Pour lutter contre la pauvreté, les situations dégradantes, on devrait promouvoir le droit à la dignité. Nous sommes tous des êtres humains et nous devrions être traités comme tels. Le droit à la dignité prime tous les autres droits : logement, travail, ressources,...

"On a des droits, mais ils ne sont pas appliqués. On ne connaît pas tous les droits, comment les faire appliquer ?" - "Chez nous, les politiques maintiennent les gens dans l’ignorance. Si on veut que ça change, il faut qu’ils informent les gens correctement". La transparence, mais aussi l’information sont indispensables, au nord comme au sud.

Bien sûr, certaines choses sont liées à des situations particulières, sont spécifiques. Ainsi la réforme du droit d’asile devrait mettre en place des règles claires et éliminer tout arbitraire. De la même façon que l’arbitraire, dans le domaine de l’aide sociale, qui conditionne les droits est inacceptable.

Pour bâtir des solidarités, d’où qu’on vienne, il faut dépasser les peurs : peurs de ceux qu’on ne connaît pas, peur d’être agressé,... Lorsqu’on y arrive, on peut se parler, se comprendre, s’entraider, faire des caisses de solidarité ou soutenir une association qui vient en aide aux personnes ici ou là-bas, se mettre ensemble pour faire respecter les Droits de l’Homme pour tous...

Cette rencontre fait partie de la participation belge à l’évaluation des Objectifs du Millénaire pour le Développement (OMD) faite par le Mouvement International ATD Quart Monde.

12 ans après le lancement des (OMD), le constat est que les plus vulnérables ne sont pas atteints.
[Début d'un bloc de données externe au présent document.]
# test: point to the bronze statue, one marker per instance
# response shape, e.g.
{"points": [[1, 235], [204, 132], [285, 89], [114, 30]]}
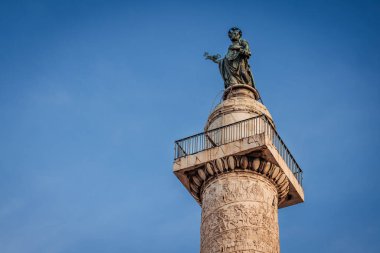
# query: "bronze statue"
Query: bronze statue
{"points": [[234, 67]]}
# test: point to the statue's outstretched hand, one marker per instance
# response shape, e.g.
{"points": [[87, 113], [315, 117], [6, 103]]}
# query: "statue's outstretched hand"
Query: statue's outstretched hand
{"points": [[215, 58]]}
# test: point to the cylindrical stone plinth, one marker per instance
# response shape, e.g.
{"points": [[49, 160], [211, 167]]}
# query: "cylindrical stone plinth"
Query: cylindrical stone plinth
{"points": [[239, 214]]}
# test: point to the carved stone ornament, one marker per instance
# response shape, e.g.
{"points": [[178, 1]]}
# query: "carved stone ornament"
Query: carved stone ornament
{"points": [[202, 176]]}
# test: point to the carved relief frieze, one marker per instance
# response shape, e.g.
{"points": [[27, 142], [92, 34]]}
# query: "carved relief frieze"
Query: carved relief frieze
{"points": [[239, 214]]}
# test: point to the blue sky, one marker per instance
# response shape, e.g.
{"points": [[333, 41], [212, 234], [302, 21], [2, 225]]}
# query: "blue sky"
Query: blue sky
{"points": [[94, 93]]}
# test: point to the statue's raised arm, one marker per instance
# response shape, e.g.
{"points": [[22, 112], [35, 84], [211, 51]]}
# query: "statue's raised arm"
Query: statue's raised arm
{"points": [[234, 67]]}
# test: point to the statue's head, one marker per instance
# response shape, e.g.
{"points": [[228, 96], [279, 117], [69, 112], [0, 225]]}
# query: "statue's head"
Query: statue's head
{"points": [[234, 34]]}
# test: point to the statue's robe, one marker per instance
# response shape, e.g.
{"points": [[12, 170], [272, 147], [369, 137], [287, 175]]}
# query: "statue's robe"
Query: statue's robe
{"points": [[234, 67]]}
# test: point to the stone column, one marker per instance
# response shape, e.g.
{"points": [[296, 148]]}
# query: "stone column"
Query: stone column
{"points": [[239, 214]]}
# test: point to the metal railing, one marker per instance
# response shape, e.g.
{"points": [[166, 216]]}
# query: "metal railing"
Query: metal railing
{"points": [[233, 132]]}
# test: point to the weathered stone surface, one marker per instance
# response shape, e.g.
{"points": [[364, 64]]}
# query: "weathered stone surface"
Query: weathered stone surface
{"points": [[239, 214]]}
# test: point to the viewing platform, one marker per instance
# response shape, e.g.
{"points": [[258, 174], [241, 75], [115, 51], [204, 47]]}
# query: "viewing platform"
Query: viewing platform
{"points": [[246, 141]]}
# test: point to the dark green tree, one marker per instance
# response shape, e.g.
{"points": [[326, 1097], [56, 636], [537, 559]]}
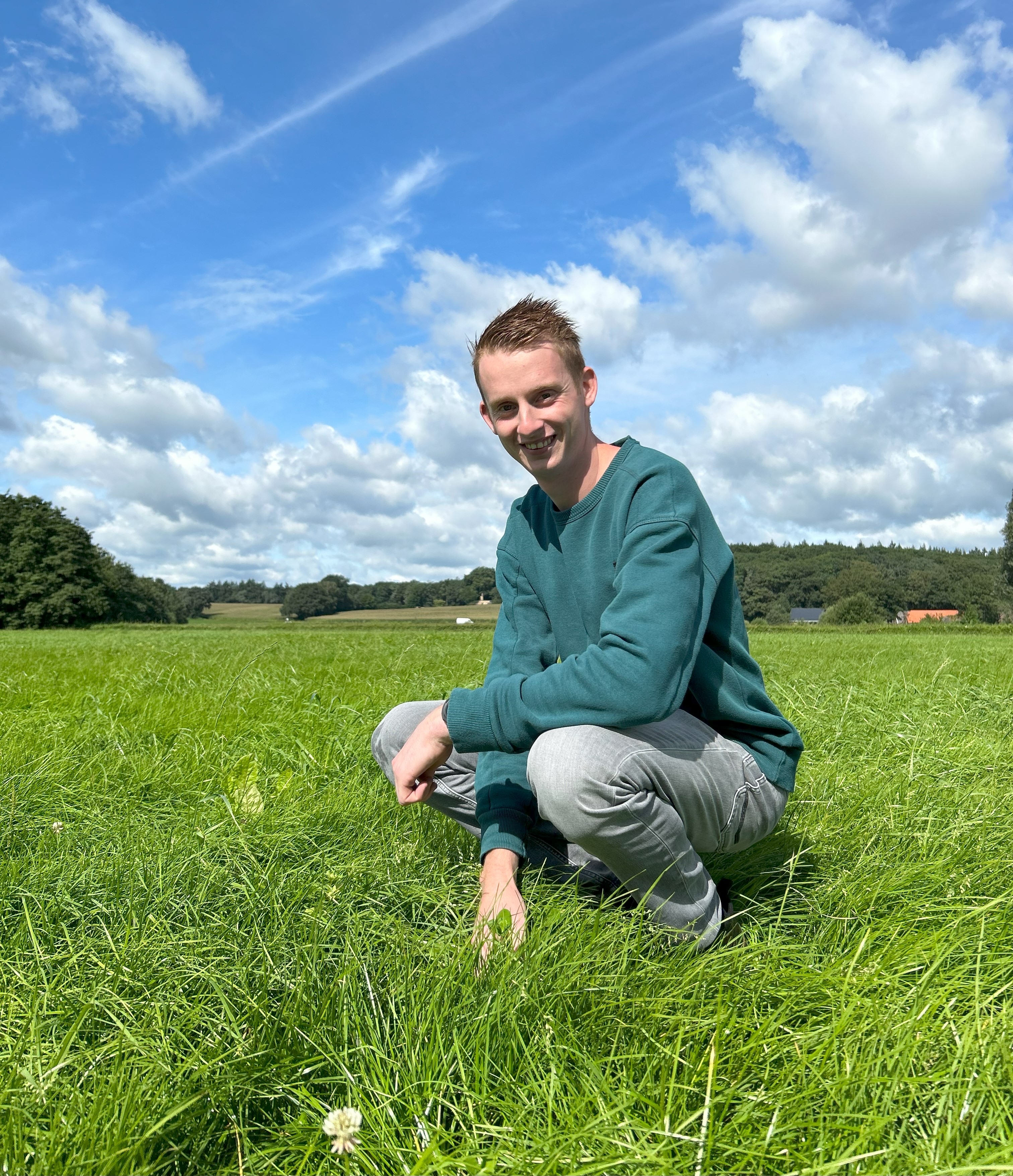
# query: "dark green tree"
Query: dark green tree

Pourquoi ? Qu’est-ce qui a échoué ? Qu’est-ce qui a réussi ?

ATD Quart Monde a lancé un programme pour évaluer les OMD en s’appuyant sur la résolution A/RES/66/215 des Nations Unies qui invite tous les acteurs concernés par les OMD « à favoriser la participation active de ceux vivant dans l’extrême pauvreté à la conception et à la réalisation des programmes et des politiques. » Conduite par Xavier Godinot, cette évaluation est menée entre mars 2011 et septembre 2013 dans huit pays où ATD Quart Monde est présent : Belgique, Brésil, Bolivie, Burkina Faso, Haïti, Madagascar, Maurice et Philippines. L’objectif est que les personnes vivant dans l’extrême pauvreté au nord comme au sud puissent apporter leur pensée et leur expérience à l’évaluation des OMD et proposer des avancées.